Resiliência e Espírito de Equipe
Mesmo diante da mudança em seu status, a postura de Fabián tem sido exemplar. Com maturidade e foco no coletivo, o meio-campista expressou em entrevista a um jornal britânico: “Não é importante saber quem joga. O importante é que nos apoiemos uns aos outros.” Essa declaração reflete o espírito de união que a comissão técnica busca incutir no grupo.
O técnico Luis de la Fuente, por sua vez, fez questão de sublinhar a importância do atleta para o elenco. “Ele continua sendo tão importante, começando os jogos ou não”, afirmou o treinador, que vê em Fabián um jogador capaz de alterar o curso de uma partida vindo do banco. Em tom descontraído, o próprio jogador brincou sobre sua invencibilidade em outra entrevista, comentando que faz piadas com a equipe técnica e colegas, sugerindo que deveriam escalá-lo “mesmo se estivesse lesionado” para manter a sequência.

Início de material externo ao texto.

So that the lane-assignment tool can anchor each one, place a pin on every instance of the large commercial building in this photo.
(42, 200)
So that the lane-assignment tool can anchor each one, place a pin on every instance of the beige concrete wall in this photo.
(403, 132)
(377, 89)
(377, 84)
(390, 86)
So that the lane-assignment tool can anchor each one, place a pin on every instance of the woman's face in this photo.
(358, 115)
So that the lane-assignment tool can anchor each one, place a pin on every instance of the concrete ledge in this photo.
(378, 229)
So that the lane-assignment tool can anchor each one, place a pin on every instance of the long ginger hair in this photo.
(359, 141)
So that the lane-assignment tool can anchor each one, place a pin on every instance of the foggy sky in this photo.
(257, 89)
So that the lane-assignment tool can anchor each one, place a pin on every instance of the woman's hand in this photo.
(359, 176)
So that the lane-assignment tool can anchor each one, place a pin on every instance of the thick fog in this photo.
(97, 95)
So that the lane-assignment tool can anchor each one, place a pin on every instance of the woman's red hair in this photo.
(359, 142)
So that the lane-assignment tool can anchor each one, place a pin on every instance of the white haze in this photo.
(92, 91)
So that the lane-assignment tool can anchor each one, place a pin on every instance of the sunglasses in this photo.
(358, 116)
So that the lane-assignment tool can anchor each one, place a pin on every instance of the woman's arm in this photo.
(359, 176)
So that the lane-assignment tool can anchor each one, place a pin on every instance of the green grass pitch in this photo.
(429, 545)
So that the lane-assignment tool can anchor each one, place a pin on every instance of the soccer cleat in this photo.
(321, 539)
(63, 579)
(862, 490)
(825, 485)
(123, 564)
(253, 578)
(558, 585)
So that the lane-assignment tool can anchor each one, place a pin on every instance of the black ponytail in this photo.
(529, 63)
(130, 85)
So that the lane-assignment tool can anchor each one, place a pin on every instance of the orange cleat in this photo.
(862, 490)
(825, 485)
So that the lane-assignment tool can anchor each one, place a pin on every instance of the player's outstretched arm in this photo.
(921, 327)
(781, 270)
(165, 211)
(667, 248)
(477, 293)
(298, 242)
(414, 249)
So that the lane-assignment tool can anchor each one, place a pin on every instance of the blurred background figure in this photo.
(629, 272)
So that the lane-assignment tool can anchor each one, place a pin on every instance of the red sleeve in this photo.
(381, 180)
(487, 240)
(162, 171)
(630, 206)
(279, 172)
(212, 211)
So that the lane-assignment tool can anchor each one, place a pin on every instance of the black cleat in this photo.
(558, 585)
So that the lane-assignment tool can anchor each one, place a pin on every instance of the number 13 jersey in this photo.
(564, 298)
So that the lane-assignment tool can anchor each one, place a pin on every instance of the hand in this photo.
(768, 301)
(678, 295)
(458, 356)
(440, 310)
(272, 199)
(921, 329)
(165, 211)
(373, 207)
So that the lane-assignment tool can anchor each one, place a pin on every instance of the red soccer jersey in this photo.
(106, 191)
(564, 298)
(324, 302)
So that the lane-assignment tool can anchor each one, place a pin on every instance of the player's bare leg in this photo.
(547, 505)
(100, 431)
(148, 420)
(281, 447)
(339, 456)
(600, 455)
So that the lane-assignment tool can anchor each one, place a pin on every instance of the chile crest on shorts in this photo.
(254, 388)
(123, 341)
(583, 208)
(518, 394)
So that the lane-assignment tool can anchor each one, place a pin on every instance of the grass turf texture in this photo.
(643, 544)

A Espanha Invicta: Uma Força Coletiva Rumo à Semifinal
A impressionante marca de Fabián Ruiz se insere em um contexto de sucesso coletivo igualmente notável. A seleção espanhola como um todo também ostenta uma sequência de invencibilidade histórica, com 35 jogos sem derrotas, igualando um recorde nacional. Esta marca anterior pertencia à equipe comandada por Luis Aragonés e, posteriormente, Vicente Del Bosque, entre fevereiro de 2007 e junho de 2009, período que culminou com o título da Eurocopa em 2008.
Demonstrando uma solidez defensiva exemplar, a Espanha é a única seleção neste Mundial a não ter sofrido gols até o momento. Essa consistência será posta à prova contra a Bélgica nesta sexta-feira, em Los Angeles, em um confronto decisivo agendado para as 16h (horário de Brasília). A partida terá transmissão ao vivo e promete ser um espetáculo de alto nível.
À medida que a Espanha se prepara para o embate crucial contra a Bélgica, os olhos do mundo do futebol estarão atentos não apenas ao desempenho da talentosa equipe, mas também à saga pessoal de Fabián Ruiz. Sua notável sequência de invencibilidade é um testamento de sua consistência e contribuição, e a oportunidade de igualar o lendário Garrincha adiciona uma camada extra de drama e história a esta Copa do Mundo. Seja em campo desde o início ou vindo do banco, Fabián simboliza a força e a adaptabilidade de uma seleção que busca, coletivamente e individualmente, escrever novos capítulos em sua gloriosa história.